The field had no fences in the outfield, so if the ball was hit over the outfielders heads, they had to run for their life to retrieve the ball to stop a home run.

By the mid 1940’s the whole area of the park was replaced solidly by houses..

LOWER AND UPPER DIAMONDS AT SCHS was the third park along with the first De Leveaga for some softball games.

In the early twenties the school and community worked to make the school field a Community Park. It would be called Memorial Park in honor of the eleven former students from SCHS who died during World War I. The area where the girls junior varsity field is now was the baseball field. Also in the area abutting Laurel street a girls field was put in.

When the configuration of the area was changed later, it take its present name Memorial Field Still in honor the same eleven, plus who gave up their lives in World War III. All their names are inscribed on the wall of the entrance way into the main building.

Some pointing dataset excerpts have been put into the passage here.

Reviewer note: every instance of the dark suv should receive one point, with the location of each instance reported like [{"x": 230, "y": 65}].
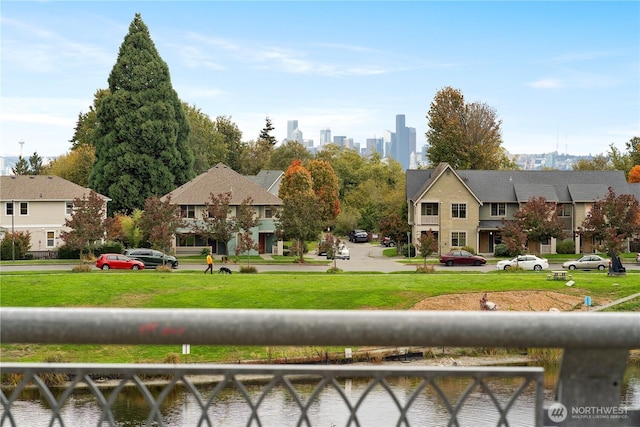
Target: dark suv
[
  {"x": 357, "y": 236},
  {"x": 151, "y": 258}
]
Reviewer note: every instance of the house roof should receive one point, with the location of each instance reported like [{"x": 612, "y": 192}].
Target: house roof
[
  {"x": 513, "y": 186},
  {"x": 221, "y": 179},
  {"x": 41, "y": 187}
]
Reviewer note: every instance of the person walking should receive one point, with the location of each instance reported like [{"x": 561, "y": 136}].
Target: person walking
[{"x": 209, "y": 264}]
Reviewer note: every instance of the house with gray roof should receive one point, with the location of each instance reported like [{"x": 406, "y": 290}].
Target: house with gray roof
[
  {"x": 193, "y": 196},
  {"x": 466, "y": 207},
  {"x": 39, "y": 204}
]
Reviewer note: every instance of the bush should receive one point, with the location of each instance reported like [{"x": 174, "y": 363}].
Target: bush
[
  {"x": 566, "y": 246},
  {"x": 469, "y": 249},
  {"x": 409, "y": 251},
  {"x": 15, "y": 245},
  {"x": 501, "y": 250}
]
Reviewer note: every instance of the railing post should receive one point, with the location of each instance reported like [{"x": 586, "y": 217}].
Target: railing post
[{"x": 589, "y": 387}]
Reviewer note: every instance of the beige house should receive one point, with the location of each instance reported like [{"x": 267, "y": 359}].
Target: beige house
[
  {"x": 39, "y": 204},
  {"x": 193, "y": 196},
  {"x": 466, "y": 207}
]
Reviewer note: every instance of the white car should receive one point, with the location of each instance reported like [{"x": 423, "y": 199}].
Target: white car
[{"x": 526, "y": 262}]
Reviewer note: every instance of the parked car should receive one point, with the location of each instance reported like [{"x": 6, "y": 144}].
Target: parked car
[
  {"x": 461, "y": 258},
  {"x": 357, "y": 236},
  {"x": 587, "y": 262},
  {"x": 117, "y": 261},
  {"x": 151, "y": 258},
  {"x": 527, "y": 262},
  {"x": 386, "y": 241},
  {"x": 342, "y": 252}
]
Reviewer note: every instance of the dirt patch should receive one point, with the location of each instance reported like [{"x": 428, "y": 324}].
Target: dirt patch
[{"x": 505, "y": 301}]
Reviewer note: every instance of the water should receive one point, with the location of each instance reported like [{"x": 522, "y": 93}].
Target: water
[{"x": 280, "y": 407}]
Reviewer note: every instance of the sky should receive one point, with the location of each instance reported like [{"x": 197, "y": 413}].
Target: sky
[{"x": 561, "y": 76}]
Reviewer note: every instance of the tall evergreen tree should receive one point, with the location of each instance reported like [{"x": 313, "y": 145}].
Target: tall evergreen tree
[{"x": 142, "y": 137}]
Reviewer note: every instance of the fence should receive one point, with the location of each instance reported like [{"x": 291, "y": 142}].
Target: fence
[{"x": 596, "y": 346}]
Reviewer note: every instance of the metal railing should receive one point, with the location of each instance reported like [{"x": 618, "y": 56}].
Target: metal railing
[{"x": 596, "y": 347}]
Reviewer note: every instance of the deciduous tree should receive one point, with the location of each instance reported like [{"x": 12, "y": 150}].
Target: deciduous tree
[
  {"x": 612, "y": 220},
  {"x": 86, "y": 222},
  {"x": 142, "y": 140}
]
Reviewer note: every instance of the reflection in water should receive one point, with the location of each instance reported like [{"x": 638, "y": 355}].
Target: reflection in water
[{"x": 280, "y": 407}]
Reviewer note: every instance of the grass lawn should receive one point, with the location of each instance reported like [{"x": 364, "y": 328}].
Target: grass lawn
[{"x": 154, "y": 289}]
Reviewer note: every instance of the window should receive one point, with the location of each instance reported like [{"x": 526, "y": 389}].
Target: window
[
  {"x": 187, "y": 211},
  {"x": 458, "y": 238},
  {"x": 458, "y": 210},
  {"x": 498, "y": 209}
]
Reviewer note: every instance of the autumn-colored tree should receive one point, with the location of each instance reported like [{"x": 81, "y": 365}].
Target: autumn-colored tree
[
  {"x": 612, "y": 220},
  {"x": 513, "y": 237},
  {"x": 159, "y": 222},
  {"x": 246, "y": 219},
  {"x": 467, "y": 136},
  {"x": 74, "y": 166},
  {"x": 217, "y": 223},
  {"x": 427, "y": 244},
  {"x": 634, "y": 174},
  {"x": 394, "y": 227},
  {"x": 86, "y": 222},
  {"x": 297, "y": 218},
  {"x": 326, "y": 189},
  {"x": 539, "y": 219}
]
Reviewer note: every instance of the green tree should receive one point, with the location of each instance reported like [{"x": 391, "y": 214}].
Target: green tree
[
  {"x": 283, "y": 155},
  {"x": 539, "y": 220},
  {"x": 86, "y": 222},
  {"x": 613, "y": 220},
  {"x": 298, "y": 219},
  {"x": 467, "y": 136},
  {"x": 159, "y": 222},
  {"x": 74, "y": 166},
  {"x": 142, "y": 141}
]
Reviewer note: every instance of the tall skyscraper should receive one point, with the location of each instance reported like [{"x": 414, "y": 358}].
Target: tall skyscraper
[
  {"x": 325, "y": 136},
  {"x": 291, "y": 126}
]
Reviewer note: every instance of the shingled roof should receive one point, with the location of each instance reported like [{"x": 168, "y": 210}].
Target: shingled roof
[
  {"x": 41, "y": 187},
  {"x": 221, "y": 179},
  {"x": 513, "y": 186}
]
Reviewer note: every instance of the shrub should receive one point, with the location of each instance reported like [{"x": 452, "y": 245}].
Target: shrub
[
  {"x": 409, "y": 251},
  {"x": 566, "y": 246},
  {"x": 249, "y": 269},
  {"x": 469, "y": 249},
  {"x": 501, "y": 250}
]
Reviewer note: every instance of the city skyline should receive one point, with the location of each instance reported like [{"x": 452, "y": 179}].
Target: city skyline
[{"x": 561, "y": 75}]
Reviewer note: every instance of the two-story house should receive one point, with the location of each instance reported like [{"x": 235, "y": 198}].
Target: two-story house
[
  {"x": 466, "y": 207},
  {"x": 39, "y": 204},
  {"x": 193, "y": 196}
]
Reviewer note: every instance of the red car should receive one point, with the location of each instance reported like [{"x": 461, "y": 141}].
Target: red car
[
  {"x": 117, "y": 261},
  {"x": 461, "y": 258}
]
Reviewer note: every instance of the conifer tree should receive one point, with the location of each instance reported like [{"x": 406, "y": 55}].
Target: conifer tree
[{"x": 142, "y": 137}]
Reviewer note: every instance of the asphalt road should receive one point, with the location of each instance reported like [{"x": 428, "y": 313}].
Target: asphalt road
[{"x": 364, "y": 257}]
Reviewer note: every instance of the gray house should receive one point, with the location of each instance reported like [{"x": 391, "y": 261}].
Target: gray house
[{"x": 466, "y": 207}]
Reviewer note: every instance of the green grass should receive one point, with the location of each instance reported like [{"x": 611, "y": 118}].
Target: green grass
[{"x": 152, "y": 289}]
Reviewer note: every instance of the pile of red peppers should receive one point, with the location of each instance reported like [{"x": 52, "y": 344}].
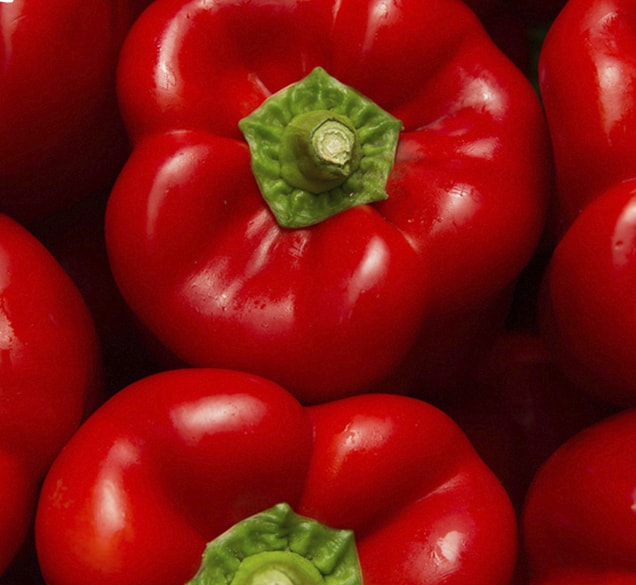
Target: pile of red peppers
[{"x": 317, "y": 292}]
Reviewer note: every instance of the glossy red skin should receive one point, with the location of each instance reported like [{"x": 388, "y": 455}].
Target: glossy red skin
[
  {"x": 50, "y": 373},
  {"x": 176, "y": 458},
  {"x": 61, "y": 136},
  {"x": 588, "y": 308},
  {"x": 588, "y": 54},
  {"x": 579, "y": 524},
  {"x": 330, "y": 310}
]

In the mid forties city A league softball was played on the present football field while the rest of the games were played at De Laveaga Park. Home plate was on the street side of the field facing Laurel street. As a fund raiser, Donkey softball was played periodically. A player after hitting the ball, had to pull the donkeys around the bases. One of the players had an easier time moving the donkeys, since he worked with the mule pack in the Army.

Organizations would use the field for different activities. One of the groups, the Portuguese Association held their Festia and had great fire works for July 4TH.

Later in the 1930’s local baseball teams, such as the Swiss Diary a local milk distributor, played on the upper diamond, where the school team plays now. The differences are home plate faced the street and it was not nearly as nice as it is now. Balls would be hit into the houses across the street and into the tennis courts up toward the shop buildings. It was a small park.

Later the SCHS baseball teams played their home games at the present Harvey West Park. In the mid 1950’s Harvey West baseball areas home plate was a little to the right of where it is now, but facing toward were the football bleachers are now. Guess in away could say reversed.

DE LAVEAGA PARK was exclusively for softball. The original field was located where the golf lodge is now. The place was pretty unique, because of where it was. Deer, fog, motorcycles and water tower were all a part of the place. There was soft soil, fences and canyons.

There was a big water tower as you came into the park with a make shift track for motorcycles under it. You could hear them and see the dust all night long. There was a concession stand that gave a candy bar, when you brought back a foul ball. You had to chase the balls down the canyons to get them. You would go down there, the deer would came out and scare the heck out of you.

More often than not the “fog” would come in before the night was over. It would get so bad the infielders could not see the outfielders. In the outfield on a fly ball, you would have to wait until the ball came down out of the fog before see it or catching it. Most of the time it would land 10’ or so from where you were waiting!

They spray painted the ball orange or lime green nothing worked, so it just became “part of the game”. This took place from the mid 1940’s until early 1960’s, when the lower softball parks came into being and the golf course took over the upper park a little later.

FELTON PARK for softball on the road into the entrance to Henry Cowell State Park Museum, About a quarter mile in. During the time that softball games were played at the high school football field and the old De Leveaga many locals played here during the week in another league or just practice games.

This was a big trip from Santa Cruz back then. There would be times when a player would have a game in Santa Cruz and after the game make a trip up windy highway 9 to Felton to play another game. The CYA camp had a team in the league and players from as far as Aptos would come to play practice games.

The big draw in the Valley was a traveling team called the Felton “Woodpechers”. It was made up some of the best softball players in the Santa Cruz area.